The example output is:
head -n2 ./output/GR018_total_credible_set.txt
CHR BP rsID MAF EA NEA BETA SE P Zscore PAINTOR CAVIARBF FINEMAP block_id label
1 55505647 rs11591147 0.020899999999999967 T G -1.4101773015832226 0.2294923644583753 8.033e-10 -6.144767844069152 0.946675 0.9511994 0.950832 34 7
I appended five columns in the input file:
Column | Description |
---|---|
PAINTOR | Posterior probability computing by PAINTOR |
CAVIARBF | Posterior probability computing by CAVIARBF |
FINEMAP | Posterior probability computing by FINEMAP |
block_id | No. of block in /ref/blocks.txt |
label | Because the credible set defined by the three tools are different, I used a this column to annotate the type of credible set of the variants.

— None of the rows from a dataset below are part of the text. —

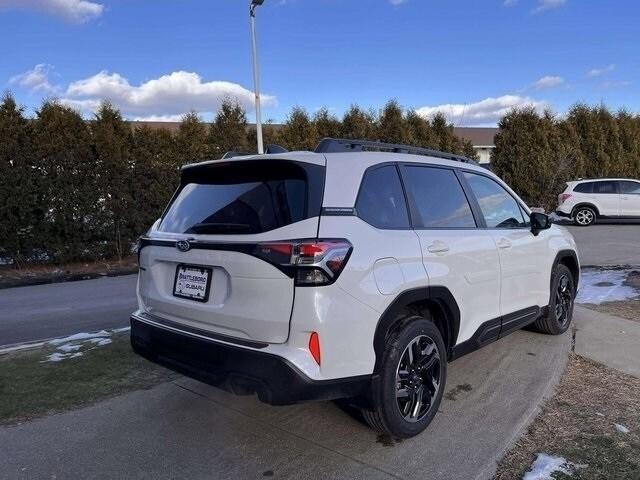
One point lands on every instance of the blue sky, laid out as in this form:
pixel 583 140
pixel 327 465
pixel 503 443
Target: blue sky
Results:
pixel 157 59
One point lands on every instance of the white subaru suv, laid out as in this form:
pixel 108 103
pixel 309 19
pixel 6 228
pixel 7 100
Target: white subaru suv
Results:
pixel 356 271
pixel 585 201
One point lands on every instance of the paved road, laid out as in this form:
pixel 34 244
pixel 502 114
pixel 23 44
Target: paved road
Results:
pixel 186 429
pixel 45 311
pixel 608 244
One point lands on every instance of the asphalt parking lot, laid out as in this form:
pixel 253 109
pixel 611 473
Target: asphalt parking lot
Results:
pixel 608 244
pixel 185 429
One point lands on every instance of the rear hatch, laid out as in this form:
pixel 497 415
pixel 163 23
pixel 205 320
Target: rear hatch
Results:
pixel 211 263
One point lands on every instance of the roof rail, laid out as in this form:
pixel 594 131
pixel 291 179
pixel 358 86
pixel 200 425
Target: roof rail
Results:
pixel 337 145
pixel 271 148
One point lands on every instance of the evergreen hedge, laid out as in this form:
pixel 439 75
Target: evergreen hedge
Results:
pixel 76 190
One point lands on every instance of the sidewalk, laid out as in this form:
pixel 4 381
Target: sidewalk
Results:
pixel 612 341
pixel 186 429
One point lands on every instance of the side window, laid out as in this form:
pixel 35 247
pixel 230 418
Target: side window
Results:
pixel 629 188
pixel 381 201
pixel 525 216
pixel 584 187
pixel 604 187
pixel 499 208
pixel 439 199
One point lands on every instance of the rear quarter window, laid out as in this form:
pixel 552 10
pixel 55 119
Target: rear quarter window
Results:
pixel 381 201
pixel 584 187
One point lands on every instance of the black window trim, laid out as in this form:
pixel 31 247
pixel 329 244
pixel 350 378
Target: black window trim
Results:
pixel 404 193
pixel 471 198
pixel 524 209
pixel 413 208
pixel 616 186
pixel 620 192
pixel 313 182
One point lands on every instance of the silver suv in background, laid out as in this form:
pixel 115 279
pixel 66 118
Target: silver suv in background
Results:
pixel 585 201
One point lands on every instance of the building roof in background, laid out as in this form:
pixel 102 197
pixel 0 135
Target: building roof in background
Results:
pixel 478 136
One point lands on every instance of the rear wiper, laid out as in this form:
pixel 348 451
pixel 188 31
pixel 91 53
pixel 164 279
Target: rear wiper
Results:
pixel 216 227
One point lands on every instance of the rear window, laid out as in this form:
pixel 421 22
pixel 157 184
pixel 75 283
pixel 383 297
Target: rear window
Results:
pixel 438 197
pixel 244 197
pixel 604 187
pixel 584 187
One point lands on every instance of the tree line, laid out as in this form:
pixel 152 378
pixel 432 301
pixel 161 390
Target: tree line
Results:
pixel 77 190
pixel 537 153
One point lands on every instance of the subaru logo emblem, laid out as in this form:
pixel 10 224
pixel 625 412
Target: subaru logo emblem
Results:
pixel 183 245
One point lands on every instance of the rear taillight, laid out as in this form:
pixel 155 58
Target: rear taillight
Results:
pixel 312 262
pixel 563 196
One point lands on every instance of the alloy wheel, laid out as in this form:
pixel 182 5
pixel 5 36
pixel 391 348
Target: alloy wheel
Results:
pixel 564 300
pixel 418 378
pixel 584 217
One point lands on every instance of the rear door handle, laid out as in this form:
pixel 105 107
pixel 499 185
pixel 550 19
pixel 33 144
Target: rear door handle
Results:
pixel 438 246
pixel 503 243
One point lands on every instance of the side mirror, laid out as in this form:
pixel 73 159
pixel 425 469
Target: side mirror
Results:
pixel 539 222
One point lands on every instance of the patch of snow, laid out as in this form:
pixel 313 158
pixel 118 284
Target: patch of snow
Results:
pixel 73 345
pixel 79 336
pixel 99 342
pixel 70 347
pixel 546 465
pixel 621 428
pixel 58 357
pixel 599 286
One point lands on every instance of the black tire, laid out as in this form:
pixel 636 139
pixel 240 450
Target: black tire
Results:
pixel 584 216
pixel 563 292
pixel 401 383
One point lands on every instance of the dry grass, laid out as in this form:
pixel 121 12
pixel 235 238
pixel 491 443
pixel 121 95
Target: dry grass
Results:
pixel 31 388
pixel 578 424
pixel 38 274
pixel 629 309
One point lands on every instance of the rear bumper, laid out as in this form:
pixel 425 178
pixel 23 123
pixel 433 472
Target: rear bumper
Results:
pixel 239 370
pixel 560 213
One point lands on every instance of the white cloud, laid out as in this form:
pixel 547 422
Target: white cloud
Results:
pixel 168 96
pixel 548 81
pixel 76 11
pixel 485 112
pixel 158 118
pixel 598 72
pixel 544 5
pixel 36 79
pixel 616 84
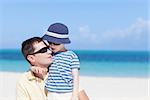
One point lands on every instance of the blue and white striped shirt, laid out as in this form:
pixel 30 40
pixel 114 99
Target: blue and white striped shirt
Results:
pixel 60 79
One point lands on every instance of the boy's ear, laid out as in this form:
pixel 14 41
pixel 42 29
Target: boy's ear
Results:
pixel 31 58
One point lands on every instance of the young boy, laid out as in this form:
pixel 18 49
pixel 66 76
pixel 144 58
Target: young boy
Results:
pixel 63 76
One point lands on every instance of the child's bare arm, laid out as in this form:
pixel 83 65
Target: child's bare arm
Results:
pixel 75 73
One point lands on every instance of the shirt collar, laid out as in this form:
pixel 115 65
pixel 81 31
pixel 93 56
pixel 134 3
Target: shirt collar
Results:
pixel 31 77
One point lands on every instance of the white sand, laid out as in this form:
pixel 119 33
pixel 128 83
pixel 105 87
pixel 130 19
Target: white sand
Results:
pixel 97 88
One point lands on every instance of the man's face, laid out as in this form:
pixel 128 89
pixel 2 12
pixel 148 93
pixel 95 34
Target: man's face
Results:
pixel 41 58
pixel 57 48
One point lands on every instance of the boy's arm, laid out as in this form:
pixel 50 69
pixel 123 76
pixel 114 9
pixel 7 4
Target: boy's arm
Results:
pixel 75 74
pixel 21 93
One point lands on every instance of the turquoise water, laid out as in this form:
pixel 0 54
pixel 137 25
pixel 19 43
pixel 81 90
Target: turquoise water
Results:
pixel 93 63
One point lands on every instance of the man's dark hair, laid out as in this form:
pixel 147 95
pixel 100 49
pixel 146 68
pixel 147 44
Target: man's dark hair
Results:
pixel 27 46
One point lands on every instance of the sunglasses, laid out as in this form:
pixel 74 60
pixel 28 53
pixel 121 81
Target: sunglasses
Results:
pixel 51 43
pixel 43 50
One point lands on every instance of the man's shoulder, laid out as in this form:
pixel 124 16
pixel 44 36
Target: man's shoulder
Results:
pixel 23 76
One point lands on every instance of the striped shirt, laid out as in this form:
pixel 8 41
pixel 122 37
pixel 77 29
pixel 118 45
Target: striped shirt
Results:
pixel 60 79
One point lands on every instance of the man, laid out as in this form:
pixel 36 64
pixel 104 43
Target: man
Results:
pixel 30 86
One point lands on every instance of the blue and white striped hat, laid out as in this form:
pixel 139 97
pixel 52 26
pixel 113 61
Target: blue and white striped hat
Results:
pixel 57 33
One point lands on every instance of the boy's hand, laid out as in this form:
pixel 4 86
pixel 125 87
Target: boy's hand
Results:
pixel 38 70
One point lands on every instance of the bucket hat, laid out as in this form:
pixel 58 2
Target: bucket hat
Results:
pixel 57 33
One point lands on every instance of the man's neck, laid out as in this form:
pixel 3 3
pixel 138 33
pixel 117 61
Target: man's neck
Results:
pixel 41 73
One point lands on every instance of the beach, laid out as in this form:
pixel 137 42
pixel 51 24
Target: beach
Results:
pixel 97 88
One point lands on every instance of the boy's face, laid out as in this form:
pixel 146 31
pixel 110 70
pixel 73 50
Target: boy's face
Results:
pixel 41 59
pixel 57 47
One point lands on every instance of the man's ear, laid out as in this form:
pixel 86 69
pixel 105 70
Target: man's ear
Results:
pixel 31 58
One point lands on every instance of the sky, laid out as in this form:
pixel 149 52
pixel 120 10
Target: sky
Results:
pixel 93 24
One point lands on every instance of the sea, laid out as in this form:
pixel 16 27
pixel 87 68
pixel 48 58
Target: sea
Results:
pixel 92 63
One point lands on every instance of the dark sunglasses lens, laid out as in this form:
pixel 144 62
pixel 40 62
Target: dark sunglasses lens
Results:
pixel 43 50
pixel 50 43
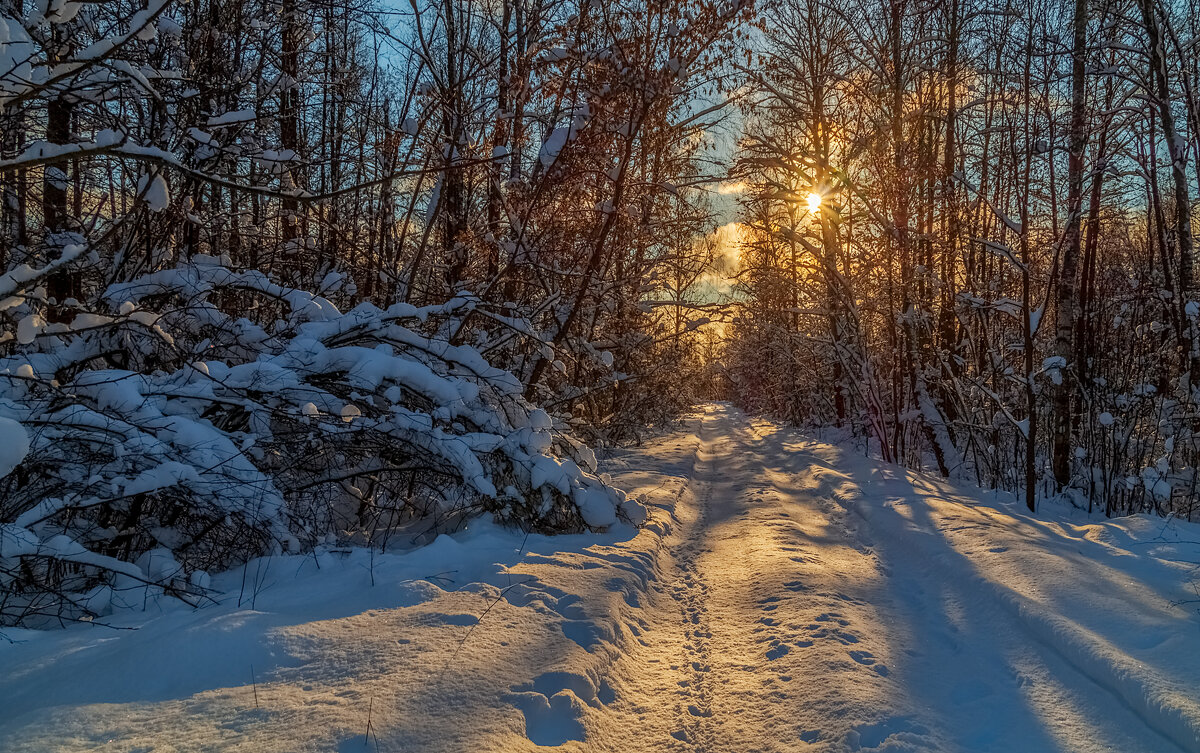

And the rule is PAINTOR:1, CAVIARBF: 2, FINEMAP: 4. So label = 5 means this variant is in the credible set defined by PAINTOR and FINEMAP, but not in CAVIARBF's credible set. |
- The default maximum number of allowed causal SNPs is 1, I haven't tested more than 1 causal SNP for many times, so I'm not sure whether it can work in all condition.
- We used the relatively independent LD blocks determined by ldtect which only include three population. And considering the preparation of reference panel, I used blocks of EUR population for all condition as it's the most popular population.
- Schaid, D. J., Chen, W., & Larson, N. B. (2018). From genome-wide associations to candidate causal variants by statistical fine-mapping. Nature Reviews Genetics, 19(8), 491–504. https://doi.org/10.1038/s41576-018-0016-z
- http://www.christianbenner.com/
- https://github.com/gkichaev/PAINTOR_V3.0
- https://bitbucket.org/Wenan/caviarbf/src/default/
Wang J, Huang D, Zhou Y, Yao H, Liu H, Zhai S, Wu C, Zheng Z, Zhao K, Wang Z, Yi X, Zhang S, Liu X, Liu Z, Chen K, Yu Y, Sham PC, Li MJ. CAUSALdb: a database for disease/trait causal variants identified using summary statistics of genome-wide association studies. Nucleic Acids Res. 2020 Jan 8;48(D1):D807-D816.